I’m not being cagey. It’s almost a certainty that the questioner already has ideas about what meditation can do for her; I’m interested in hearing what they are. Still, not unreasonably she’d like me to say something. Isn’t a meditation teacher supposed to extol the promises of practice? She wants support for her goals or she may want me to suggest a couple. Or maybe she’s simply curious.
Since I think it’s important for meditation students to hear themselves say what they believe meditation is about, I listen. This gets at something crucial to the Recollective Awareness approach:
The experience that people have of meditation can’t be isolated from what they’ve picked up about meditation. That doesn’t mean that there’s a pure state of influence-free meditation that we’re supposed to reach. It’s like marriage, which can’t be isolated from a lifetime of hearing about marriage. The notion that says meditation depends on clearing the mind can be as consequential for meditators as the pronouncement “for richer or poorer, in sickness and in health” usually is for husbands and wives.
If someone takes up the idea that meditation will lead to a feeling of oneness, then deliberately or not, he will be doing a “oneness practice.” The influence his belief exerts can be hard to pin down. He might not realize what’s been going on until he looks into a persistent feeling of disappointment he has when he sits.
People receive so many messages about meditation’s benefits that the process of Unlearning Meditation that Jason Siff describes can profitably be entered into even by people with little or no history of meditating. Which should go in your “strange but true” folder.
When I see every day that my mindfulness newsfeed has many new stories added, and that those stories trigger proliferating tweets, retweets, blog posts, Facebook comments, TV news stories and radio segments, then the reticence of a Recollective Awareness teacher to contribute more fodder to a meditation student’s imagination probably doesn’t make much difference. The strength of the ongoing mindfulness wave in psychology and medicine means the dominant message about meditation today has to do with its health benefits. The results of a PubMed search impress the reader not just because of the outcomes they categorize – PubMed can seem like contemporary Abhidhamma- but because the amount of studies is numberless. Almost.
Can meditation help insomnia? There’s research. Low back pain? Yes, in a small group of elderly subjects. Depression? What kind you got? Worry? It works. Anxiety? It helps. Fibromyalgia? Maybe a little. General well-being? Certainly. Prison recidivism? There’s evidence. Mood in a cohort of post-surgical cancer patients? Yes. Classroom attention? Yes. Motivation? Yes. Social anxiety? Yes.

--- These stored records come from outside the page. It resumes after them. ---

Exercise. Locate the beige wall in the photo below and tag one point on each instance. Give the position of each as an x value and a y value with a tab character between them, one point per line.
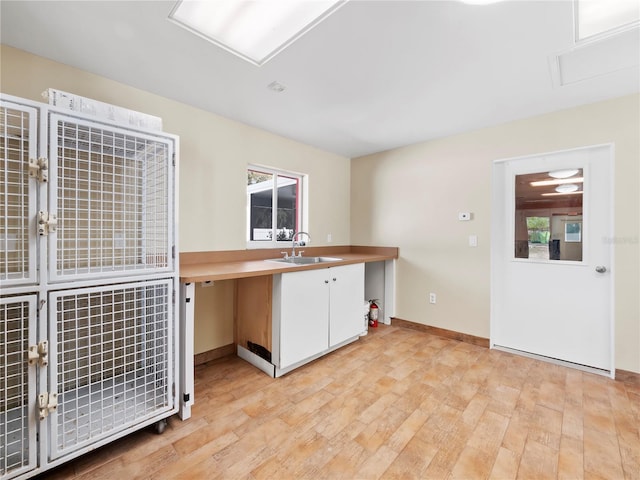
409	197
214	153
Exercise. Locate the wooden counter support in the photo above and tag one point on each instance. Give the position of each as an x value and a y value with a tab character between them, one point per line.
253	297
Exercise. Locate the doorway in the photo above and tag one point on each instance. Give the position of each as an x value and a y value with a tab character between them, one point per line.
551	285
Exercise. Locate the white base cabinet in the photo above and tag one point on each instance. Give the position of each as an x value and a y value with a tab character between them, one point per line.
315	311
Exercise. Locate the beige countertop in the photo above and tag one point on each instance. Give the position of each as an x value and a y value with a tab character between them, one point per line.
230	264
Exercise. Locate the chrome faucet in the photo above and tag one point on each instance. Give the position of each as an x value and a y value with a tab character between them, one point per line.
294	243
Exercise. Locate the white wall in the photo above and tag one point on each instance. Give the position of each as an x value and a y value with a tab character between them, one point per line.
409	197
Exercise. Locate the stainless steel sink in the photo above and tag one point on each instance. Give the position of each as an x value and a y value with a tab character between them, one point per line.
304	260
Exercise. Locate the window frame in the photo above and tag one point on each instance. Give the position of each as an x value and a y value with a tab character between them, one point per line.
301	205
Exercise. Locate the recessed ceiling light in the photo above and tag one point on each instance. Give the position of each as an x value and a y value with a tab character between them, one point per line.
563	173
567	188
255	30
276	87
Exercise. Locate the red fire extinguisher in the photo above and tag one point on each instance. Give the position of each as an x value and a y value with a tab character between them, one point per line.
373	313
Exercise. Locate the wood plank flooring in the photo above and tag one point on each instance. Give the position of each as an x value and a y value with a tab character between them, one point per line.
396	404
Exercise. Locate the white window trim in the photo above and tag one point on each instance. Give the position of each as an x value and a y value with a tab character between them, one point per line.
302	211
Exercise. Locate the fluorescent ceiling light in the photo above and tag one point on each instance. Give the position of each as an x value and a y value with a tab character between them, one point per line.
558	181
579	192
255	30
480	2
599	16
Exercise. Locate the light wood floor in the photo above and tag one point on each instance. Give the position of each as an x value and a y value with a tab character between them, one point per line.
396	404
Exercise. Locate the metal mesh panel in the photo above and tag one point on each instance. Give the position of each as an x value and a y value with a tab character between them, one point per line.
14	385
113	212
14	193
113	360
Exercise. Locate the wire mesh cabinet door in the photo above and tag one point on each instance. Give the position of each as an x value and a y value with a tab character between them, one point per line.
112	361
18	427
18	193
110	189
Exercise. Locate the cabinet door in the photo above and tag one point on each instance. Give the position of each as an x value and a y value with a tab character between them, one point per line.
346	300
18	195
18	424
109	188
304	315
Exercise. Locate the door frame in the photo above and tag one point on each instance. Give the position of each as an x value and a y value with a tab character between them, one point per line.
499	224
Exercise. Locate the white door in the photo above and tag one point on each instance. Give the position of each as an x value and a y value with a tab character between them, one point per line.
552	228
345	302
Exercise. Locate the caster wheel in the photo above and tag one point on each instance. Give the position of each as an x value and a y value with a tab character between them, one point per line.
160	426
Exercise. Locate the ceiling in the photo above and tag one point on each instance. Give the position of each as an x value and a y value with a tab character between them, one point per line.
373	76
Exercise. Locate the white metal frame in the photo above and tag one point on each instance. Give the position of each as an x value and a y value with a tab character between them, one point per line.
158	271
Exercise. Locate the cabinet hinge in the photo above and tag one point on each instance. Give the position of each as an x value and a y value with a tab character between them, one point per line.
39	168
47	223
47	403
39	353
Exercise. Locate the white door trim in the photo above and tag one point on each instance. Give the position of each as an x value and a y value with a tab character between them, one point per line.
498	226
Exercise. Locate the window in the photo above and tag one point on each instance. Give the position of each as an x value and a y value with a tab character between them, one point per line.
573	232
274	206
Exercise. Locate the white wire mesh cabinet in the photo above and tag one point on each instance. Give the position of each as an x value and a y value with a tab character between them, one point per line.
88	278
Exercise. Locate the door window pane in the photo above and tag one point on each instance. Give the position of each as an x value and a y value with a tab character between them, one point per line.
548	215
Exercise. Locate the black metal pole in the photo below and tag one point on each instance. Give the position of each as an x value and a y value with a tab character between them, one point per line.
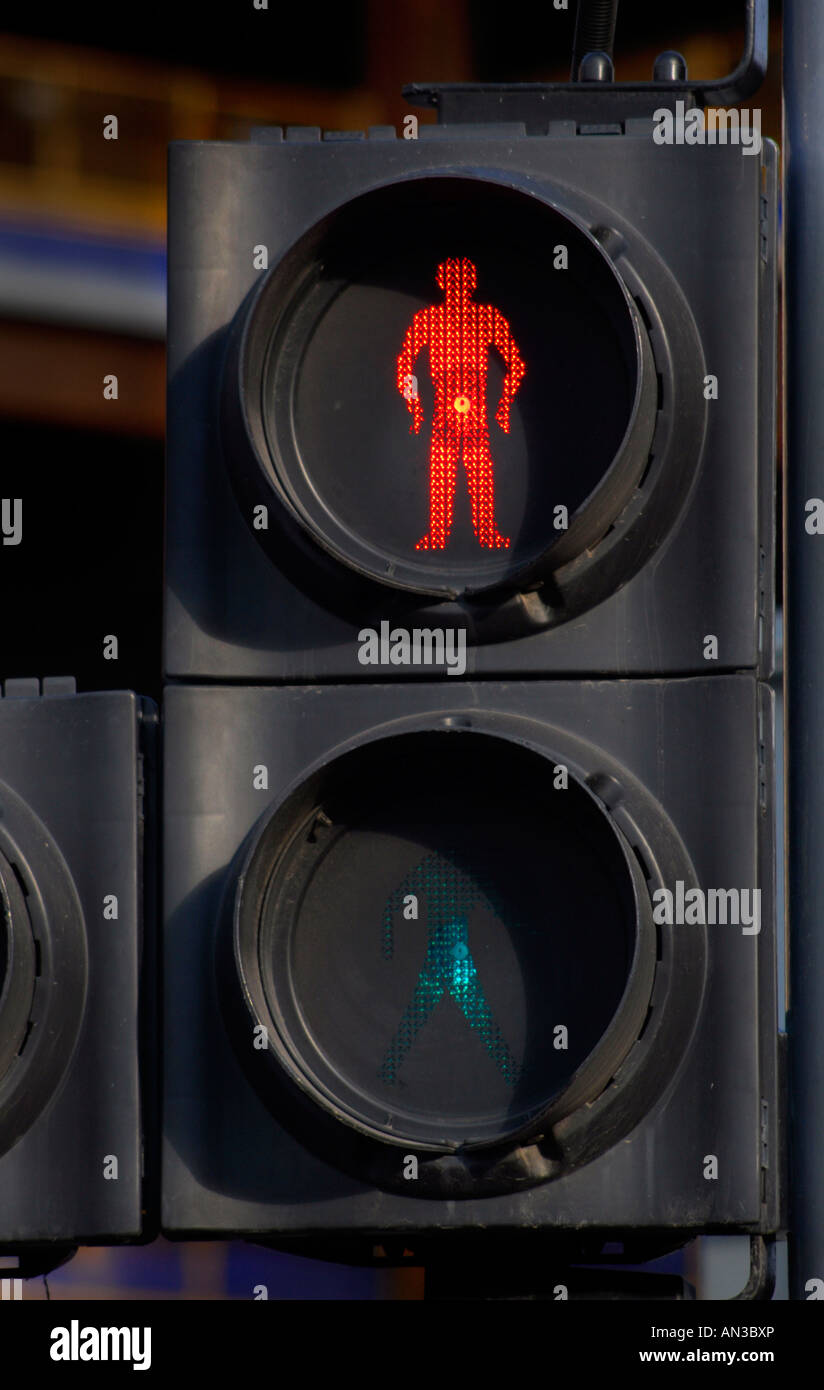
803	209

Without talking right now about the often unchallenged status of peer review studies in our culture, I’d like to call attention to another way of looking at meditation that gets overwhelmed sometimes by data, tables and charts. It’s an orientation towards looking at what meditators experience in meditation, a phenomenological approach, rather than a prescriptive one. If meditation is mostly seen from the perspective of what it’s supposed to do, an understanding of what it actually is doing in the lives of individual people will be hard to find. There are consequences to the dissemination of thousands of articles each year about how good meditation is for you, and that should also be part of the discussion.
It turns out I am going to give an answer to the meditation student’s question at the beginning of this post about the purpose of meditation. We can stop the war against ourselves. Buddhist practice can show us how that happens. As genuinely wonderful as it is for people to get relief from depression, if meditation becomes regarded as merely Welbutrin without side-effects, then the possibility of a radical reordering of the way we know experience can be lost.